Blanche is hunched over in a corner of the bedroom in the evening of her birthday. She is drinking. Mitch comes by the house. Blanche invites him inside, covering up her drunk state, telling him that she shouldn't let him in after he stood her up for dinner, secretly knowing that she is the one in trouble. She offers him a drink, but he declines saying that he doesn't want Stanley's liquor. She tells him that some of the liquor is hers and that not everything in the house belongs to Stan. Mitch is somewhat confrontational with Blanche, witnessing her delusions. She keeps hearing a polka tune and a shot. She is used to hearing these sounds in her head. Mitch thinks she is extremely drunk.

He tells her he doesn't want to see her again. She pretends to not hear any of his words and continues to look for a drink and tell him how much she has helped in the house. Mitch erupts by turning on the lights and crying, "It's dark in here....I don't think I ever seen you in the light....What it means is I've never had a real good look at you...." Scene 9, pg. 218. He pushes her face under a bright light, saying that she is older than he thought. They fight about stories he heard from Stanley, and Mitch says that he didn't want to believe them. But, he checked up on them, too, and found out everything he heard about her is true. She admits to all of the rumors.

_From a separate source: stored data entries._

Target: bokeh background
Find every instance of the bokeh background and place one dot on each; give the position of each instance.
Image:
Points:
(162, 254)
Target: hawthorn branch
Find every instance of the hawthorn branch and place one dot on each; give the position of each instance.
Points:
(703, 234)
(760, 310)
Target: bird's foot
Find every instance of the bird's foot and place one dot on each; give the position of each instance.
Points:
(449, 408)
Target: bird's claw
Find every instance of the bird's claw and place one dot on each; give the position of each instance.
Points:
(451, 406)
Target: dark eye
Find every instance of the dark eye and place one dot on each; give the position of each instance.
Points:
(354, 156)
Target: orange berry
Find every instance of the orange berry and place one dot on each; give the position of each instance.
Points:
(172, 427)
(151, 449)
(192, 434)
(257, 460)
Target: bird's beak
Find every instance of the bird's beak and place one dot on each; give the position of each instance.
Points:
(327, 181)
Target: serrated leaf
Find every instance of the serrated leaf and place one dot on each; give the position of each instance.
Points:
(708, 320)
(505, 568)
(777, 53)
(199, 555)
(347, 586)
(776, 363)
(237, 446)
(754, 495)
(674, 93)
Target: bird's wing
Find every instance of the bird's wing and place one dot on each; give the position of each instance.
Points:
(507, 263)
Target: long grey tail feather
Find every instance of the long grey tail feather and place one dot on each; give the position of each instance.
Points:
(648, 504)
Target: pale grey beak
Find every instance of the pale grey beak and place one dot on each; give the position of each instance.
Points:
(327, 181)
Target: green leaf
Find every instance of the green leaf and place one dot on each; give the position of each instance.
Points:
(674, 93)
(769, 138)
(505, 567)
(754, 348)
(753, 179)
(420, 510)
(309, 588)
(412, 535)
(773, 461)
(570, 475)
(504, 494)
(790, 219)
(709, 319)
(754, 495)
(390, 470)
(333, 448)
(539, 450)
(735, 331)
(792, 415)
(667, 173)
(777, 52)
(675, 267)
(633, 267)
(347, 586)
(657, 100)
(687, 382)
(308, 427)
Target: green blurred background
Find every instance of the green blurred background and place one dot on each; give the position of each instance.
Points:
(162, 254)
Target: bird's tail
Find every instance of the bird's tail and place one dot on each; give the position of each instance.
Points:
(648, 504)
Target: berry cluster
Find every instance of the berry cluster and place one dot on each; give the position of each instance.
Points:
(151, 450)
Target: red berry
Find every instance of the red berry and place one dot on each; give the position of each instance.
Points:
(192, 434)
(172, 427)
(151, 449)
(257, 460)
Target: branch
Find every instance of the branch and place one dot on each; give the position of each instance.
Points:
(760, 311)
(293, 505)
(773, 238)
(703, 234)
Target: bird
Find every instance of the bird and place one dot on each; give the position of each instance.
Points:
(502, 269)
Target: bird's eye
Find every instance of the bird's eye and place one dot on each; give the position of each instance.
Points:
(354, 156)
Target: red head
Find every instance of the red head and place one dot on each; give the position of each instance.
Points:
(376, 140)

"Yes, I had many intimacies with strangers....So I came here. There was nowhere else I could go. I was played out....and I met you. You said you needed somebody. Well, I needed somebody, too. I thanked God for you, because you seemed to be gentle - a cleft in the rock of the world that I could hide in!" Scene 9, pg. 219-20

Mitch is angry that she lied to him. She claims she never lied to him about her feelings. Her heart was always honest.

Topic Tracking: Lies/Honesty 9

An old Mexican woman comes around the corner selling flowers for the dead. This chanting sets the polka music off in Blanche's head again, bringing her back to a time in the past. She mutters lines that she heard when she was younger. The Mexican woman continues to chant "flowers for the dead" as Blanche thinks of all the people who have died.

Topic Tracking: Loneliness 9

Mitch comes behind her and places his hands on her waist wanting sexual relations. Blanches asks him to marry her if he wants that, to which he responds: "I don't think I want to marry you any more....You're not clean enough to bring in the house with my mother." Scene 9, pg. 221. Blanche is so horrified by Mitch's words that she screams at him to leave the house. She starts yelling "fire" until he runs away frightened.